Cacio e Pepe Pasta

Recipe by Chef Michael Dimmer, Marble + Rye


  • 2 tbsp. extra virgin olive oil
  • 2 tbsp. vegetable oil (or neutral oil of your choosing)
  • 2 oz. fresh garlic, minced
  • ½ cup grated pecorino Romano
  • 2 tbsp. unsalted butter, cold
  • Salt and fresh-ground black pepper
  • ¼ cup reserved pasta water

Homemade pasta

  • 113 grams ‘00’ flour
  • 36 grams durum semolina flour
  • 6 egg yolks
  • 2 tsp. extra virgin olive oil
  • 2 tbsp. water


Step 1: Make the pasta

Mix flours together and add eggs. Once incorporated, add water and extra virgin olive oil. The dough will seem dry and shaggy, but that’s what you want at this point.

Knead the dough for a minimum of 10 minutes. The flour will begin to hydrate, and the dough will become soft. Once you can poke the dough with your finger and the impression holds, stop kneading, cover with a towel and let rest for 30-60 minutes.

Step 2: Roll out the noodles

Once it’s rested, cut dough ball into quarters and roll out as thin as possible.

If you have a pasta press/cutter or a Cuisinart pasta attachment, now is the time to get it out. If not, simply use a rolling pin.

Once dough is desired flatness, roll the sheet up and cut from right to left. This will be the width of your pasta, so if you like pappardelle, cut pieces about 1 inch thick, ½ inch thick for fettucine, and so on.

Set aside when finished. If not cooking immediately, flour pasta and refrigerate.

Step 3: Cook the pasta

Bring a pot of salted water to a boil. The industry trope is “as salty as the sea” because this is the only chance you’ll get to season your noodles—add more salt than you think necessary!

Once water is boiling, drop your pasta and cook for 30-60 seconds (fresh pasta cooks 10x faster than dried pasta, so keep an eye on it). Once your pasta is cooked through, strain it and set aside, remembering to reserve some of the water it cooked in (pasta water).

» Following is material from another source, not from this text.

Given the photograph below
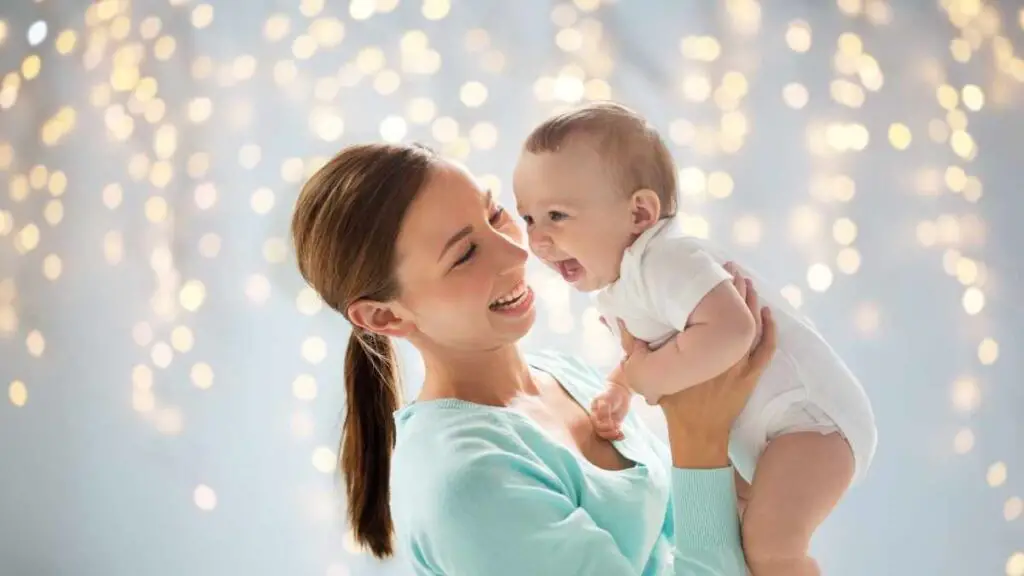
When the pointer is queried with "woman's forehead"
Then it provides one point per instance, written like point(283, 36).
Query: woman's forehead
point(450, 201)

Step 4: Create the sauce and assemble!

In a saute pan over medium heat, add both the olive and neutral oil. Add garlic, black pepper and a pinch of salt.

Once the garlic is browned—it will only take about 1 minute, so watch closely—remove from heat and pour in your ¼ cup reserved pasta water. This will deglaze the pan and become the base of your sauce. The starches left over in the water will also help bind your sauce together.

Return to medium heat and once water is simmering, add most of your grated pecorino (reserving a few tablespoons for garnish). After cheese has dissolved, reduce heat to low and add in cold butter; it will slowly melt and emulsify into the sauce, allowing it to thicken.

Once butter is melted and the sauce is ready, add your cooked noodles and toss. Place in a serving bowl and top with remaining cheese and some extra black pepper. Enjoy!